Владимир Ильич быстро повернулся к нему:
— Вы пароходные свистки, а рабочая партия в революции — это пар в котлах пароходной машины. Будет пар в котлах — будут свистеть и свистки. Будет сила у революции — будут свистеть и кадеты.
Рабочие дружно аплодировали.
Огородников вскочил со стула и крикнул:
— Долой!..
— Господин Огородников утверждал здесь, что у кадетов не было соглашения с царем, а были лишь переговоры за чашкой чая, — продолжал оратор.
— Да, да, он так сказал, — подтвердили в зале.
— А с кем велись переговоры? — спросил Владимир Ильич притихший и насторожившийся зал. — С Треповым. С тем самым Треповым, который дал приказ войскам и полиции против рабочих холостых залпов не давать и патронов не жалеть…

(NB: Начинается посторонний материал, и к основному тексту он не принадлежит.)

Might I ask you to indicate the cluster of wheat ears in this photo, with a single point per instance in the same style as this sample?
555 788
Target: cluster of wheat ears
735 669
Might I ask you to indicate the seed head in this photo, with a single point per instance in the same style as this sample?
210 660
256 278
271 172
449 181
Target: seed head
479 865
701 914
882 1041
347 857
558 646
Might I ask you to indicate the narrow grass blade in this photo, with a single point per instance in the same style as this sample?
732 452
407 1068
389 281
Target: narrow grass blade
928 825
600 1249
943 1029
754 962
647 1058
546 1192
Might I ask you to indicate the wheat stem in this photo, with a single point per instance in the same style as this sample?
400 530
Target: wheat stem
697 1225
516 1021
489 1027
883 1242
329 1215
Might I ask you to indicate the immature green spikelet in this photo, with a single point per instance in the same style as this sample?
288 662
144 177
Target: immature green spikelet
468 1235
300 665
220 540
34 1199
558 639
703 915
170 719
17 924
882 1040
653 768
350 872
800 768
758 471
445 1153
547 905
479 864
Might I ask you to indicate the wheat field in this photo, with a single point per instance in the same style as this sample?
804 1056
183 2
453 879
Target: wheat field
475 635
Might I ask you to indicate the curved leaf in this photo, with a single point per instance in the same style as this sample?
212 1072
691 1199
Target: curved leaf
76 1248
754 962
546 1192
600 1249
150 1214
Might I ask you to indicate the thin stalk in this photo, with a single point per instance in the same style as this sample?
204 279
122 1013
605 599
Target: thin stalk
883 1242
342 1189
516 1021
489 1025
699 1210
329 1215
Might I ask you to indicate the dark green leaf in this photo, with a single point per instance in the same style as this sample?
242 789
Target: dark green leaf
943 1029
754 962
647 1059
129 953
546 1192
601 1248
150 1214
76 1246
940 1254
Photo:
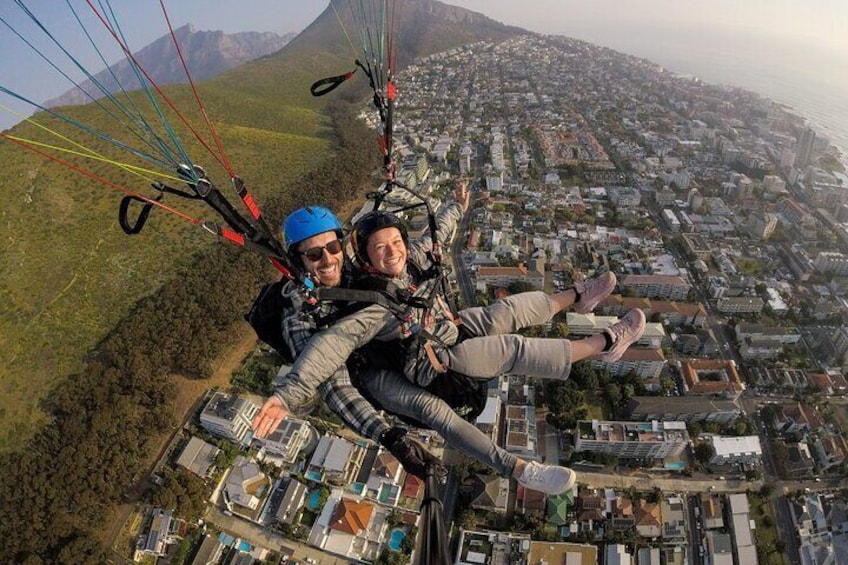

— Позор! Позор! — зашумели в зале.
Огородников вскочил с места.
— Никакого соглашения не было, велись только переговоры.
— А что такое переговоры? — спросил его Карпов. — Вы адвокат, господин Огородников, и отлично знаете, что переговоры — это желание соглашения…
Возгласы одобрения раздались со всех концов зала.
— А что такое соглашение? — продолжал Карпов и сам ответил: — Соглашение — это конец переговоров.
Барин в пенсне вскочил с места, повернулся лицом к публике, заложил два пальца в рот и, согнувшись в три погибели, пронзительно свистнул, но как бы в ответ на его свист раздался шквал рукоплесканий. Рабочие, сложив ладони коробочкой, хлопали, будто стреляли из ружей.
Серебряный колокольчик в руках графини тщетно пытался восстановить тишину.
Герасимов давно уже всматривался в оратора. По одежде — рабочий, но голова, голова! Крупный, высокий лоб ученого — второго такого нет. В картотеке охранки есть несколько фотографий Ульянова-Ленина. По одному лбу можно найти этого человека. И потом глаза… А молниеносная быстрота в полемике… Неужели Ульянов так неосмотрителен, что явился сюда, на многотысячный митинг, и даже не надел парика? Вот теперь упустить его нельзя…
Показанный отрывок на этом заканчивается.